A ruling by Division Three of the Washington State Court of Appeals might be worth reviewing for those not only in the state but elsewhere as the opinion demonstrates an interpretation of the federal Truth in Lending Act governing credit card liability of consumers. It could also affect at least in Washington whether to charge a defendant with a financial crime or the possession of stolen property due to a Federal Reserve Board opinion that could affect charging elements resulting from the theft of a CardLock access device.

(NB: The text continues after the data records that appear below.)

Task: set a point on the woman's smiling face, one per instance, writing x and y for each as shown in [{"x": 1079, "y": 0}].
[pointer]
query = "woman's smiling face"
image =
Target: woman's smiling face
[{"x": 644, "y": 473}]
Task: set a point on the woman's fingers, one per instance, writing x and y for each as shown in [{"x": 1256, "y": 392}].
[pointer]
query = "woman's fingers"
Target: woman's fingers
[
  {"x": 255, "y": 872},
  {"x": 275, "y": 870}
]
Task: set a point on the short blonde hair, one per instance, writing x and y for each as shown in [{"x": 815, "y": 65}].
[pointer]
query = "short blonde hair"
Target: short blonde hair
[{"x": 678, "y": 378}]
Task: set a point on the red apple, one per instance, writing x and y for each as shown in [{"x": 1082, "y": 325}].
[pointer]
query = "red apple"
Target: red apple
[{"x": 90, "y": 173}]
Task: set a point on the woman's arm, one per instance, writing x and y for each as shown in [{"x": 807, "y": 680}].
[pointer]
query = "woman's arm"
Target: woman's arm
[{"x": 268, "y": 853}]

In Connell Oil, Inc. v. McConnell-Johnson, Appellants “The Marital Community of Erik and Jackie McConnell Johnson” appealed a trial court ruling favorable to plaintiff Washington Corporation “Connell Oil, Inc.” after the oil company demanded damages and attorney fees amounting to $34,649.68 resulting from the fraudulent use of the Johnson’s petroleum CardLock access card after the device was stolen from one of Mr. Johnson’s farm vehicles. Defendants claimed that they were not fully liable for the unauthorized charges under the federal Truth in Lending Act which ordinarily protects consumers from fraudulent credit card charges.
The Court “conclude[d] the trial court did not err when it ruled that the stolen cardlock was not a credit card for purposes of TILA and entered judgment in favor of Connell Oil.” Connell Oil received an award of attorney and legal fees as it was the prevailing party.